Dulu aku asal-asalan ya, banyak pemaksaan, banyak marah, in the end menyesal aku. Kalau aku banyak research dari awal tentunya banyak drama yang bisa tereliminasi. Berikut tips berdasarakan pengalaman aku, dan teman-teman yang sudah berhasil potty train anaknya. Semua hampir mirip, jadi aku rangkum jadi satu disini. 

Sebelum mulai potty training, kita harus siapkan mental anak dulu dengan:

  • Bacakan cerita, lagu, dan video seputar potty training.
  • Briefing dulu beberapa hari sebelumnya, bahwa akan lepas popok dan memakai celana dalam. Bahwa akan pipis di toilet. Pokoknya briefing semua se detail mungkin, kalau bisa sih seminggu setiap hari sebelum mulai dibawa ke toilet.
  • Diberikan contoh oleh orang tua yang jenis kelaminnya sama dengan anak. Jadi kalau Dio diberi contoh sama Babanya.
Saat dimulai:
  • 1-2 jam sekali harus rajin bawa ketoilet atau pelajarin gerak gerik muka dan kakinya kalau lg mau pipis/pup. Ditanya juga "Sudah mau pipis belum?". Banyak anak yang walaupun kebelet pipis akan jawab enggak. Tapi apabila kita lihat gerak-geriknya sudah mencurigakan, langsung diajak bersama-sama ke kamar mandi.
  • JANGAN pake training pants, langsung celana dalem biasa. Agar kalau mengompol anak dapat merasakan basah dan gak nyaman. Untuk celana dalamnya, kalau bisa belikan karakter lucu yang anak suka. 
  • Langsung di toilet aja pake alas, instead of pispot. Ini personal banget sih, mungkin ada yang cocok dengan pispot, tapi kalau Dio kok ngiranya itu mainan ya jadi gak pernah mau pipis disitu. Kalau memang di toilet, kalau bisa dikasih pijakan ke toilet supaya anaknya bisa naik sendiri. 
  • Kalau sampai ngompol atau pup dicelana diajak untuk bersihkan sama-sama, terutama kalau sudah 2 tahun. Gak dimarahin tapi ya, cuman mengajarkan tanggung jawab dan sebab akibat.

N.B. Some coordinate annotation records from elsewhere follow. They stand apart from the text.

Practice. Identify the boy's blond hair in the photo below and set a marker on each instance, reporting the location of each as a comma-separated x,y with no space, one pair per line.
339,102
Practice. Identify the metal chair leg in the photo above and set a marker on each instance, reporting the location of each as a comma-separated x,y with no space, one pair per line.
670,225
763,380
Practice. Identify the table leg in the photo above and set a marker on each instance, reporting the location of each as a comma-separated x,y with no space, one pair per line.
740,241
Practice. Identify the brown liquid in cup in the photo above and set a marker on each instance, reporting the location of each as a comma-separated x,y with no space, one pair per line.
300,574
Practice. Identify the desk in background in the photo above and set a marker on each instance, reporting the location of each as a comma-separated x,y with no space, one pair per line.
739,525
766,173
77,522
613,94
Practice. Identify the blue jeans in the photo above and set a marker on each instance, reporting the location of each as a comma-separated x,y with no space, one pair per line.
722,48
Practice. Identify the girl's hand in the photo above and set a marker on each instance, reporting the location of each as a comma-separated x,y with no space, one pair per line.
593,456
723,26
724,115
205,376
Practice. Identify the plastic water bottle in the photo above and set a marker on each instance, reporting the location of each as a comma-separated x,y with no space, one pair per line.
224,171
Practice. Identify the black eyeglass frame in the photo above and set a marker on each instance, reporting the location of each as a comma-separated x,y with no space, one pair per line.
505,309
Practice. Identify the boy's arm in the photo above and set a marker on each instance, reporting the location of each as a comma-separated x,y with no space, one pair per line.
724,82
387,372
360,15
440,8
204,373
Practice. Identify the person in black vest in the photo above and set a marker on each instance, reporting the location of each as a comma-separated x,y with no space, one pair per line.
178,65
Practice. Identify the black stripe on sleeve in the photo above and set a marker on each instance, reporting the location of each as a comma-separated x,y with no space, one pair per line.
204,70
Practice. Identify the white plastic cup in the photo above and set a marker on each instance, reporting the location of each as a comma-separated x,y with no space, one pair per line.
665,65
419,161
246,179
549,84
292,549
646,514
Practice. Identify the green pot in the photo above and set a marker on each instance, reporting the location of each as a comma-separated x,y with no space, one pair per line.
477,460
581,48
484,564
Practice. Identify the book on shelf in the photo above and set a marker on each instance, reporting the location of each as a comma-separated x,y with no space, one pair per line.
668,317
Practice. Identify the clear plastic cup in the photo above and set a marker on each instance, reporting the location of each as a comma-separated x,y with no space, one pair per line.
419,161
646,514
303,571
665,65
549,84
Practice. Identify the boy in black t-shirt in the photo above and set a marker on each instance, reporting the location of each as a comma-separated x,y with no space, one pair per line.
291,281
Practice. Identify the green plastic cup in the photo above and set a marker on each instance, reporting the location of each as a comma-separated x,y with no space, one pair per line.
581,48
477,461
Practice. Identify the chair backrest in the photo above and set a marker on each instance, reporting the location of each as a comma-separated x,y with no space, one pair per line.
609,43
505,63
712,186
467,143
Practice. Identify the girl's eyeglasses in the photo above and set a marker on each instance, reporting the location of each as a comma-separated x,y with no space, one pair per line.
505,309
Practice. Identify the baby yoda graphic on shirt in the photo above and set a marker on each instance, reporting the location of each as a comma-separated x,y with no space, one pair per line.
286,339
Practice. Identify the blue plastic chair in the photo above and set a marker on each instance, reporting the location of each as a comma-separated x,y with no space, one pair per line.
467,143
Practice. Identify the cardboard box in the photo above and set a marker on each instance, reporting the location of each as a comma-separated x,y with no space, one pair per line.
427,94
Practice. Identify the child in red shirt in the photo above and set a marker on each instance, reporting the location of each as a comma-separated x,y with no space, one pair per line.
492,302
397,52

And last but definitely not least alias yang TERPENTING adalah KONSISTEN ! Konsisten untuk tidak pake popok walaupun pergi ataupun tidur. Jadi semua tips diatas tidak akan berhasil kalau gak konsisten. Walaupun sudah briefing, sudah cerita, sudah ina itu, tapi kalau pas pergi atau tidur kita masih pakaikan popok anaknya bingung. Ini gimana sih, sebenernya pipis sama pup tuh di toilet apa di celana? 

Aku sama Dio dulu juga antara niat dan malas, makanya bisa sampai 6 bulan. Sering banget kalau tidur dipakein lagi, dan gak sabaran. Namun begitu sudah konsisten, dalam 5 hari saja anaknya langsung bisa! Teman-teman juga yang aku kasih tips ini, banyak sekali yang berhasil, dan rata-rata sekitar 5 hari, maximal 7 hari. Kalau malas anaknya ngompol in public ya plan aja seminggu gak kemana-mana dan full di rumah. 

Kira-kira itu tips potty training, in conclusion yang harus niat adalah IBUNYA. Jangan php-in anak dengan on-off kaya aku gitu. Mending jangan mulai dulu kalau ibunya masih malas-malasan, karena nanti anak malah ada trauma atau gimana. Kumpulkan niat ya buibu, dan tetap semangat! Semoga tipsnya membantu. 

1 comment

  1. Thanks but sharing tips-nya Mom's Dio. Aku jujur aja belum siap metal bgt untuk konsisten ksh potty training buat si kecil. Tp krn bbrp bln lg mau msk usia 3thn, hrs semangat nih buat siapin potty training-nya Leyna. Makin semangat stlh tau, kl kita konsisten ternyata dlm 7 hari bisa sukses. Senangnya dpt pencerahan 😊😉. Thanks Mom!